Paura motivata? Oggi al reparto di Oncologia dell’Infermi si continua a lavorare a pieno regime. È anche vero però che Meldola cresce moltissimo. Dal 2010 l’IRST è riconosciuto come Istituto di Ricovero e Cura a Carattere Scientifico (IRCCS), “salto” che offre la possibilità di un aumento delle fonti di finanziamento, e dall’anno scorso è una società controllata dalla Regione che ne ha acquisito la maggioranza con 7 milioni di euro. L’acquisizione è prevista dalla stessa legge sull’Ausl unica di Romagna. Come pubblicato dal nostro supplemento TRE di gennaio, nel 2012 i pazienti sono stati 14.770, +7,6% sul 2011, i nuovi in particolare sono saliti del 23,2% nello stesso anno. Il 74% proviene dalla Romagna. Il fatturato è di 45,8 milioni di euro, i ricavi da attività specialistica sono in aumento del 33%.
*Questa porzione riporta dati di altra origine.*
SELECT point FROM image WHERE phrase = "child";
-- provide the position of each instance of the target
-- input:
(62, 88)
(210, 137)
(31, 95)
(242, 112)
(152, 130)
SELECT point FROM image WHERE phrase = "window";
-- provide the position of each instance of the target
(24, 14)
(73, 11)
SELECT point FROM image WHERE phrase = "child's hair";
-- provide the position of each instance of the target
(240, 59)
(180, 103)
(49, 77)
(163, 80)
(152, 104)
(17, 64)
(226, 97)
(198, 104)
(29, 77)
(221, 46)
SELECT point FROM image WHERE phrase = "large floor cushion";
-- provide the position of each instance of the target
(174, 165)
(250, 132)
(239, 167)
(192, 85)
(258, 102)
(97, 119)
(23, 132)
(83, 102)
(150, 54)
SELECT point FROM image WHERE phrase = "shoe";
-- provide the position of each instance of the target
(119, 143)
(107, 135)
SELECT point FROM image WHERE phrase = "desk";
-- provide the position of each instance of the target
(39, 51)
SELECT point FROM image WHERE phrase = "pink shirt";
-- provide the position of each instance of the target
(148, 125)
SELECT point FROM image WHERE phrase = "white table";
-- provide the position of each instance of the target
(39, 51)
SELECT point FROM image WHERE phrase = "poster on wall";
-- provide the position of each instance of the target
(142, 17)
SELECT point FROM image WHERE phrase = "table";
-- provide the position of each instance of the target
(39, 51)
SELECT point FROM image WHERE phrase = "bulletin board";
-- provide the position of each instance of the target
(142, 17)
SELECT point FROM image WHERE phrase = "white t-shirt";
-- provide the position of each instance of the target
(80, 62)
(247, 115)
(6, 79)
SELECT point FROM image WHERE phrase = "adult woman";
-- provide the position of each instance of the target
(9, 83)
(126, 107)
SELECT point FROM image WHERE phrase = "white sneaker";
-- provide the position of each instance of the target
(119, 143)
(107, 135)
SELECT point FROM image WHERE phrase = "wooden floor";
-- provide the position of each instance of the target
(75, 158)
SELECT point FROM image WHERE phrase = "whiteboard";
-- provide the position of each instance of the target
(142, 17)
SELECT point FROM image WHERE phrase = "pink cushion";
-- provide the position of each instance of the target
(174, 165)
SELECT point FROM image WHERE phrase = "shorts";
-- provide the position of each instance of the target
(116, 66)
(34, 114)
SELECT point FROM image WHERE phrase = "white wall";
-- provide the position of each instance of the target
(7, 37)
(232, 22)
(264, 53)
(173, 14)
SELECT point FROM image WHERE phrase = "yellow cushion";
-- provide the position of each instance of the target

Una fase decisiva. Il periodo che si apre con la definizione della rotta dell’Ausl unica romagnola e della rete oncologica in particolare, diventa decisivo. Un gran peso in questa partita lo avrà la distribuzione delle risorse tra le oncologie romagnole e l’IRST. Ma un peso lo avrà anche il modo in cui Rimini saprà alzare la voce. Come sottolinea il presidente del Collegio delle professioni sanitarie per la provincia di Rimini, Maria Luisa Ciurlia, la legge che istituisce l’Ausl unica di Romagna “è molto democratica e tutelante sia nei confronti dei lavoratori che dei territori”. Chi deciderà sui tagli? “La nuova Conferenza Territoriale Sanitaria romagnola, quindi dovranno vigilare le autorità preposte che sono all’interno: presidenti della provincia e, in prospettiva, i sindaci dei Comuni capoluogo”.
Ma quanto rischiamo di essere “tagliati”? Sempre a TRE il già direttore generale dell’Ausl riminese Tonini ha rivelato che “solo nel pubblico ci sono in Romagna una decina di chirurgie, davvero troppe”. Qualcosa dovrà dunque essere tagliato. La chirurgia oncologica e oncoematologica? Nessuno si sbilancia ma una cosa è certa: come riportano fonti interne, la scorsa settimana l’Ausl riminese ha presentato al nuovo direttore Des Dorides le eccellenze riminesi selezionate sia per servizi di qualità sia per risparmi gestionali: la chirurgia generale e toracica del Dott. Gianluca Garulli del “Ceccarini” di Riccione, la chirurgia alla spalla del Dott. Giuseppe Porcellini a Cattolica e il reparto di Post Acuti di Rimini (che costa poco perché non ha medici). Tutte qui le eccellenze riminesi? E Oncologia? Assente, almeno a quel tavolo.